Giappone, tassi ancora al minimo storico
La Banca del Giappone ha mantenuto i tassi di interesse allo 0,1 per cento , a causa della presenza delle diminuzioni dei prezzi e di alcuni segnali di deflazione, che potrebbero compromettere la ripresa economica. E’ stata la decisione presa dalla banca centrale del Giappone, che ha preso in maniere unanime la decisione circa il suo tasso di interesse.
Il Governatore della banca centrale orientale, Masaaki Shirakawa, non hanno fatto sapere nulla di nuovo relativamente alle politiche economiche che il Giappone metterà in atto per aiutare l’economia del paese. Per ora l’ultima notizia è quella del programma di prestiti da 10.000 miliardi di yen, circa 111 miliardi dollari, che la banca ha approvato due settimane fa.
Le previsioni degli esperti del settore, inoltre, dicono che molto probabilmente il tasso di interesse giapponese rimarrà così basso anche per gran parte del 2010. In una relazione della banca centrale, dove si legge che i tassi di interesse rimarranno bassi ancora per lungo, si legge anche che i prezzi al consumo continueranno a scendere fino al mese di marzo 2010.

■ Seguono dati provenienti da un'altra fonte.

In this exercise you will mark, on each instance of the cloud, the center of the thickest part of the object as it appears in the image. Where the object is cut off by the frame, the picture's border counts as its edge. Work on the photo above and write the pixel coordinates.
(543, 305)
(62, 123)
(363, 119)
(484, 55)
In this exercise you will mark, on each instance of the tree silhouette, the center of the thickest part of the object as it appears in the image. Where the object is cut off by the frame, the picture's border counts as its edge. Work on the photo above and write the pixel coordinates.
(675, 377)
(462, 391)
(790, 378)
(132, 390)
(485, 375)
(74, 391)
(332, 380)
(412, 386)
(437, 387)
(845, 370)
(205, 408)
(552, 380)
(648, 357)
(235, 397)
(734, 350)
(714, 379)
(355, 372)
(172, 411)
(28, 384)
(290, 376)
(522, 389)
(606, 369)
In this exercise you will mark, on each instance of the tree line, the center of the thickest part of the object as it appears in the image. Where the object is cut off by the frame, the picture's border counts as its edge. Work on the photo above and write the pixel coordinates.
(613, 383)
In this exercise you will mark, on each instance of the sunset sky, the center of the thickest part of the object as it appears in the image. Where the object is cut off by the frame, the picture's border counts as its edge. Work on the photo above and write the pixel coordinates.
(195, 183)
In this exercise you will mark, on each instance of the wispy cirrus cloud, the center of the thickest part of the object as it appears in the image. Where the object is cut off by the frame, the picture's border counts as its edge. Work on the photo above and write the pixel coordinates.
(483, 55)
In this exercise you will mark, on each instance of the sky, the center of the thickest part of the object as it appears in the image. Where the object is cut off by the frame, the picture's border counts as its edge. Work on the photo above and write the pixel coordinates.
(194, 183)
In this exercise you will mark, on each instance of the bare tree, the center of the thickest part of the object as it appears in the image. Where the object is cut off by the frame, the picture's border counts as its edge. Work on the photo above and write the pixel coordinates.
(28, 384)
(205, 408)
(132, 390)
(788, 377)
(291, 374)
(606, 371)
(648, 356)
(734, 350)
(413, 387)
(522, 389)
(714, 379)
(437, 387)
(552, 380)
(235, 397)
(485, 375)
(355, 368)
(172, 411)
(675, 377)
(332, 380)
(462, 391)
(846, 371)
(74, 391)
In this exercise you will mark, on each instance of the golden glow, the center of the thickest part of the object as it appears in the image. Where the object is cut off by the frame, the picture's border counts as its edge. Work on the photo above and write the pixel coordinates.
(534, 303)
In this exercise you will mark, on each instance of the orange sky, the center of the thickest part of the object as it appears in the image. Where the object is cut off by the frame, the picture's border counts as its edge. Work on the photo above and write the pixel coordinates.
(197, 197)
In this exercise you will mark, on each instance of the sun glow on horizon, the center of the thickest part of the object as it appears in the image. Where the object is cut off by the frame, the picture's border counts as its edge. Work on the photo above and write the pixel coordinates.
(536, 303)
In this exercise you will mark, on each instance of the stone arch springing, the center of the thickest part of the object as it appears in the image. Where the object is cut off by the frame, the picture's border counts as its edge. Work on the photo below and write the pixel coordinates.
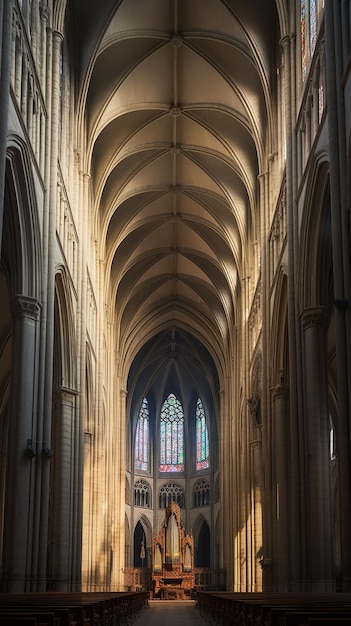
(21, 246)
(142, 494)
(202, 536)
(142, 542)
(170, 492)
(201, 493)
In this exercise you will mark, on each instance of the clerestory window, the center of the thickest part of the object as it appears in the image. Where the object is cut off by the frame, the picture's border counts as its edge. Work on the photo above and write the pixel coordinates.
(142, 438)
(172, 435)
(202, 441)
(310, 18)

Susumu Kato, capo economista di Calyon Securities a Tokyo, ha detto che la banca del Giappone ha preso un “impegno de-facto a mantenere l’attuale politica fino a quando i prezzi torneranno a salire”.

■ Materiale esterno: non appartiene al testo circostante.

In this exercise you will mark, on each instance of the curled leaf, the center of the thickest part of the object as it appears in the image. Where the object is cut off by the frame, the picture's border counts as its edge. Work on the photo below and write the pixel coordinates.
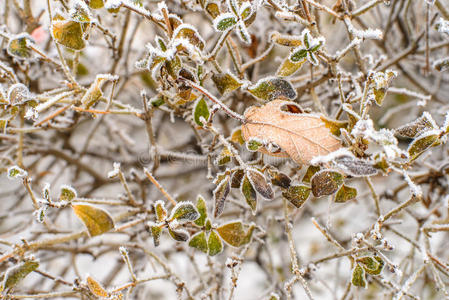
(271, 88)
(326, 182)
(96, 220)
(301, 136)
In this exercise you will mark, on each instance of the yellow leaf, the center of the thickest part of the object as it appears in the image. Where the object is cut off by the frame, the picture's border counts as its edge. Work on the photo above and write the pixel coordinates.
(302, 136)
(95, 219)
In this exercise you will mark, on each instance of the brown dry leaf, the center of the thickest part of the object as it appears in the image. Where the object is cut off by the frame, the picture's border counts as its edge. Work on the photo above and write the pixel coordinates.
(301, 136)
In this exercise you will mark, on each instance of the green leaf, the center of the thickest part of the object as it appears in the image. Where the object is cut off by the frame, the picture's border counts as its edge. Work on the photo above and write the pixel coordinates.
(237, 137)
(202, 209)
(201, 110)
(272, 88)
(224, 22)
(372, 265)
(184, 212)
(69, 34)
(156, 233)
(417, 127)
(214, 244)
(198, 241)
(289, 67)
(179, 235)
(249, 193)
(326, 182)
(280, 179)
(226, 82)
(345, 193)
(96, 220)
(161, 212)
(17, 46)
(298, 55)
(220, 194)
(260, 183)
(297, 194)
(67, 193)
(233, 233)
(422, 143)
(358, 276)
(17, 273)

Intanto per tentare di ridurre il costo dei prestiti ai consumatori, la banca centrale del Giappone offre agli istituti di credito prestiti allo 0,1 per cento.
Intanto il primo ministro giapponese, Hatoyama Yukio, ha annunciato un pacchetto da 7.200 miliardi di yen durante questo mese, al fine di combattere la deflazione e lo yen forte. Intanto la crescita del paese sta rallentando, tanto che il prodotto interno lordo, durante il terzo trimestre 2009, è aumentato di circa la metà rispetto ai tre mesi precedenti.
Vedremo come si muoverà il Giappone e che effetti avranno tali misure sull’economia del paese del sol levante.